Maroc : Imzouren, l'autre ville berbère du Rif qui se révolte à la nuit tombée
La presse en parle rarement, les habitants y manifestent pourtant quotidiennement par centaines, voire par milliers. Située à une quinzaine de kilomètres d'Al-Hoceïma dans le nord du Maroc, la ville d'Imzouren est l'autre haut-lieu de la contestation qui secoue le Rif depuis des mois. Jouxtant l'aéroport d'Al-Hoceïma, Imzouren est un agrégat de constructions cubiques dispersées dans un paysage rocailleux au pied des montagnes.
Entourée de cafés aux terrasses désertées, une fade esplanade de béton accueille le visiteur de passage, sous le regard de jeunes désœuvrés. Beaucoup de volets sont fermés. Les appartements attendent le retour en été de leurs propriétaires, émigrés en Europe, aux Pays-Bas notamment.
#Hirak #rif Cette nuit dans la ville de #imzouren pic.twitter.com/105NCpUKxQ
— Le Rifain (@abdelM9) June 12, 2017
En cette deuxième semaine de ramadan, la petite ville de 40.000 habitants semble endormie, une impression contrastant avec les images qui tournent en boucle sur les réseaux sociaux où des foules enflammées dénoncent, le poing levé, la marginalisation du Rif par un Etat marocain «corrompu».

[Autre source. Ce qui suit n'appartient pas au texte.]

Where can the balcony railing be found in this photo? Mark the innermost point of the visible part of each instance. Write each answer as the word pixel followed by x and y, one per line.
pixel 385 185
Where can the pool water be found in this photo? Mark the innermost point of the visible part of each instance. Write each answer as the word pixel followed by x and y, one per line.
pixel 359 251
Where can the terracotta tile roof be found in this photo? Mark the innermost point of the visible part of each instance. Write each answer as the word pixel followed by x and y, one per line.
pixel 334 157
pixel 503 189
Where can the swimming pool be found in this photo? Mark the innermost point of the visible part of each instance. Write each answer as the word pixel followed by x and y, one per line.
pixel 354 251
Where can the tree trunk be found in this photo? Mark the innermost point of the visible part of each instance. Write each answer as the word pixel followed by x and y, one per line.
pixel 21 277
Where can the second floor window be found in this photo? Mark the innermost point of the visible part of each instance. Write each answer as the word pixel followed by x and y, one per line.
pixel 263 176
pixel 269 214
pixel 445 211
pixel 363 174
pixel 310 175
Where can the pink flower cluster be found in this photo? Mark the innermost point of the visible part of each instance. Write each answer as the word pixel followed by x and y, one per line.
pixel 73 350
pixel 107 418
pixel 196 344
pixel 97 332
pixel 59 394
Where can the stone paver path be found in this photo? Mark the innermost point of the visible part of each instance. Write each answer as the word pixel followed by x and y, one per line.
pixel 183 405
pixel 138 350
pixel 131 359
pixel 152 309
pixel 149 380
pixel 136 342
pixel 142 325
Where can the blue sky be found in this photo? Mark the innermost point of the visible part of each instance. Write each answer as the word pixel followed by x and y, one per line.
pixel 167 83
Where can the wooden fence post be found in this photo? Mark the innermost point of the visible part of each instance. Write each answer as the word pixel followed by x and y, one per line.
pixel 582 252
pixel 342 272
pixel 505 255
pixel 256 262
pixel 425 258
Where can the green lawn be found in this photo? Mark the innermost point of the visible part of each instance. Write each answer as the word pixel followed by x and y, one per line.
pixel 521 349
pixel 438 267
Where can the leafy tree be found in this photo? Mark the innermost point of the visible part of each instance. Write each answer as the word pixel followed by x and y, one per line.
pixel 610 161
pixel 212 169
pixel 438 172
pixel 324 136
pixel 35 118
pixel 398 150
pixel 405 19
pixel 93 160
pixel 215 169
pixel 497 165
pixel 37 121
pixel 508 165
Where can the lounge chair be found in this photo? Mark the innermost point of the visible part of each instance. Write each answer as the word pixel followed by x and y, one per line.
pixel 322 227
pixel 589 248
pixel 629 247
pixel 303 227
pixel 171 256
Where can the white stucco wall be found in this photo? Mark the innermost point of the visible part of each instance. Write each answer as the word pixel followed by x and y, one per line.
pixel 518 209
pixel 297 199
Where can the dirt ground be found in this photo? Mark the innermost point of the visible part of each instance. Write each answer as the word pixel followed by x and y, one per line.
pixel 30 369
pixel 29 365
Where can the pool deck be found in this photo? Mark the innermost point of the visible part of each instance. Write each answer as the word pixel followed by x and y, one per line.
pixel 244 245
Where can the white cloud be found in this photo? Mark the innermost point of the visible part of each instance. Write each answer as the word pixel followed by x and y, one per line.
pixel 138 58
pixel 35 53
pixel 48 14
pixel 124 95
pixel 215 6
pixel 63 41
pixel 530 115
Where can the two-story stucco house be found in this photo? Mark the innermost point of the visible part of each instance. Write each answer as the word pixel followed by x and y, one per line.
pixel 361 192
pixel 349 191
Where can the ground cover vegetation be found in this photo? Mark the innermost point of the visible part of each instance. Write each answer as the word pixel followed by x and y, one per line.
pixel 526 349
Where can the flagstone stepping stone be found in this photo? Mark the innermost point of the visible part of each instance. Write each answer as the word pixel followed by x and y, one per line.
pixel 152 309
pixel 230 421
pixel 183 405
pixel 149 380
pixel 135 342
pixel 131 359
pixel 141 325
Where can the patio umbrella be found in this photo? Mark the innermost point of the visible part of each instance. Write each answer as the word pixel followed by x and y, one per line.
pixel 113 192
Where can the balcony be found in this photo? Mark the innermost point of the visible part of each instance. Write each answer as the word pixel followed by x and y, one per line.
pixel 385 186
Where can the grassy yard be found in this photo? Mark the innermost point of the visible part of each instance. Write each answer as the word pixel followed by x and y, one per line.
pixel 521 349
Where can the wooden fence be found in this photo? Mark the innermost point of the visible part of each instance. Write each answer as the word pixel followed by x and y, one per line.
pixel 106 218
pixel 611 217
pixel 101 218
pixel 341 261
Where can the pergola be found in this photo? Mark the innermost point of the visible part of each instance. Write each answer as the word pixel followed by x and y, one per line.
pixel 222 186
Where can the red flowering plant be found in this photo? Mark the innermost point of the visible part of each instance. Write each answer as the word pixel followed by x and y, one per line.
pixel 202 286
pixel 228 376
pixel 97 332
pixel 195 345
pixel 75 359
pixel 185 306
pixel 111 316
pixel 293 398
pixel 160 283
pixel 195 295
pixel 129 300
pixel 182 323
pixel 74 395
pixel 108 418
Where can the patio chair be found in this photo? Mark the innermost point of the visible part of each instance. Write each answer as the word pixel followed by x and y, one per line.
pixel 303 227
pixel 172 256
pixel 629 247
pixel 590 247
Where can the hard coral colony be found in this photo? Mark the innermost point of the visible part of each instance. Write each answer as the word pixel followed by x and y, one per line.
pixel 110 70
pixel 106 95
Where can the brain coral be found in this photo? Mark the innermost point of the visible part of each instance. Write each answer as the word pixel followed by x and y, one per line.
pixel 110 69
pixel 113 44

Imzouren change de visage à la nuit tombée
C'est dans cette ville que des émeutiers avaient incendié fin mars une résidence de la police, dont les occupants avaient dû sauter du toit pour échapper aux flammes. Dans la nuit du vendredi 9 juin au samedi 10 juin 2017, des dizaines de jeunes dissimulés dans l'obscurité d'un quartier périphérique, le visage couvert, ont lancé des pierres contre les forces anti-émeutes qui bouclent le centre-ville. Les heurts ont duré deux heures. Samedi soir, ils se sont de nouveau retrouvés au même endroit, en marge d'une marche de protestation qui a rassemblé un demi-millier de personnes et s'est terminée sans incident.
Indomptée et indomptable
Le Rif est une région historiquement frondeuse, qui porte encore les blessures d'un passé tumultueux: rébellion, répression et marginalisation par l'ancien roi Hassan II. En 2004, Imzouren fut l'épicentre d'un tremblement de terre meurtrier (plus de 600 morts, 15.000 sans-abris) qui a donné à la périphérie de la ville ce visage de banlieue reconstruite à la va-vite.
#Hirak: A #Imzouren, jets et pierre et canon à eau lors de heurts avec la police https://t.co/lAGcfjVZWC via @LeDesk_ma
— Le Desk (@LeDesk_ma) June 2, 2017
«Ici, nous refusons la hogra (humiliation)», lance Nabil, un militant d'Imouzren, la trentaine. «Le sang de Moulay Mohand coule encore dans nos veines», dit-il dans un arabe châtié, dans cette ville largement berbérophone.
Moulay Mohand (ou Abdelkarim el-Khattabi de son vrai nom) était le chef de l'armée insurrectionnelle du Rif qui mit en déroute dans les années 1920 l'envahisseur espagnol, et dont les faits d'armes suscitent encore la fierté des populations locales.
L’été risque d’être très chaud
«Après sept mois de manifestations pacifiques, la police est devenue répressive. Nous n'avons pas peur car nous n'avons rien à perdre», lance, déterminé, un jeune contestataire qui dit exiger «la libération immédiate des prisonniers», après la vague d'arrestations qui a visé ces deux dernières semaines les leaders de la contestation.
Les habitants se méfient des hommes politiques, ils sont dans une défiance passive. Les législatives d'octobre 2016 ont vu un très faible taux de participation et des résultats vivement contestés. «Dans le contexte actuel, toute médiation est impossible», juge un acteur de la société civile, pourtant impliqué dans des tentatives de médiation avec les contestataires. Il se dit «inquiet du retour cet été des Rifains de la diaspora, souvent plus radicaux contre le Makhzen (pouvoir)». «A Imzouren comme à Al-Hoceïma, tout le monde attend dorénavant la parole du roi». L’été risque d’être très chaud.